Surely, once we arrived at the bottling and packaging facilities, we’d get a peek at the real deal. Somebody show me a beer factory already.
Unfortunately, the plant was quiet due to the maintenance schedule. But rather than take anyone down to the floor and explain how these machines handle hundreds of thousands of bottles of Miller Lite a day, we were baited-and-switched. Like salt to a wound, our apathetic, college-intern “tour guides” dropped TVs from the ceiling, directly placing them in front of the windows overlooking the factory floor. And after a couple minutes of mind-blowing slow-mos of bottle injection footage, it was time to hear about their waste water program and sustainability practices again.
Shipping got interesting for a second. We stood at the end of a stock room, over 5 football fields in total area, that was stocked to the hilt with some of America’s most adequate beers and Europe’s most unsung imports. Where’s all this beer headed? “Over 60% will go to Chicago every week” said our guide. “Alright, now everybody through the next doorway to your left.”
The older buildings and the beer caves are by far the most interesting aspect of the tour. It’s hard to imagine that this smallish storage facility was built by hand and packed with ice from Lake Michigan, and still managed to serve most of the surrounding area at “Miller Time” (perhaps the most apocryphal element of Miller’s history).
Inside the cave are a series of primitive-looking wood carvings in miniature, exhibiting the entire brewing process. The little vignettes give the viewer a great sense of the shear labor involved in the daily lives of brewing, ice carving, coopering and delivery of a simple beer.
At the end of the tour, the on-premise pub serves a lovely flute of their “flagship” beer, Miller Lite. It’s probably the best-tasting Miller Lite you’ll ever have in your life, which of course isn’t saying much. But with our tour guides eager to take a smoke break we didn’t get much time to savor it. “We have 5 minutes before we head across the street for the end of the tour. 5 minutes everybody!”
As a short extension to the main tour, I hiked up the 5 stories to the top of the main brew kettles in a building across the street. With only a stairwell to get there, they wisely make this jog optional. At the top, I was exposed to a boggling concept — the top of the kettle I was standing over was 5 stories tall. The entire building I was in was just a brick and mortar wrapper.

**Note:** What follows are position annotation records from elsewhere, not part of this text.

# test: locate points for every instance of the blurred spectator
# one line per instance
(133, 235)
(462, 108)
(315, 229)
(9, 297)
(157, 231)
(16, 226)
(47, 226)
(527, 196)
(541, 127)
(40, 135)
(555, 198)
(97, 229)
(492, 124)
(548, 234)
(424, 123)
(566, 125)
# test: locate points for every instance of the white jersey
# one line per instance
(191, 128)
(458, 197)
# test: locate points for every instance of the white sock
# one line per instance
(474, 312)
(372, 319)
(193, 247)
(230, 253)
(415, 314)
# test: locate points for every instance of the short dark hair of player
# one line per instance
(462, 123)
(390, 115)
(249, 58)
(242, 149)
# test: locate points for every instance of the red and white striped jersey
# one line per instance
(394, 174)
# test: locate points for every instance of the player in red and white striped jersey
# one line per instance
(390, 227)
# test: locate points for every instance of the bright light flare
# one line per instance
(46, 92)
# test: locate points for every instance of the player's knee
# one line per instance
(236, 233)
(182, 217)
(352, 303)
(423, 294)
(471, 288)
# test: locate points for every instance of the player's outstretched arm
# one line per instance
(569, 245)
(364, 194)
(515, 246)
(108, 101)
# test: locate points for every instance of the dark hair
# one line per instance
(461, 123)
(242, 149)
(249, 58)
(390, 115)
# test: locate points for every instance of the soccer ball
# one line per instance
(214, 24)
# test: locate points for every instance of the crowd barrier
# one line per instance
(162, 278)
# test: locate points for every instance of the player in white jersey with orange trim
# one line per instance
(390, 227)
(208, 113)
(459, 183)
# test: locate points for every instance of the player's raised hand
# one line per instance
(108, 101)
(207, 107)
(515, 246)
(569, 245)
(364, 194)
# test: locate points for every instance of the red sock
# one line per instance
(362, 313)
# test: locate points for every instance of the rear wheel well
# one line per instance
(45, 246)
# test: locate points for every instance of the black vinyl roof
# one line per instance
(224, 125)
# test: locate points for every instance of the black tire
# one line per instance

I contemplated this shocking revelation back on solid ground with a couple of High Lifes at the sample bar below. Alongside my favorite slumming-it beer, the bar also offered the inferior Miller Lite and the offensive Leinie’s Summer Shandy to the glistening July 4th crowd.
I felt conflicted about my visit. The scale of the production and ingenuity inherently involved with such a scale was impressive. And the variety of architecture speaks to some of Milwaukee’s greatest industrial periods. But as I sat there taking it all in, I was pestered by even more bored, yet impatient teenagers hawking plastic keychain photo souvenirs. Seriously, who’s paying attention to this shit?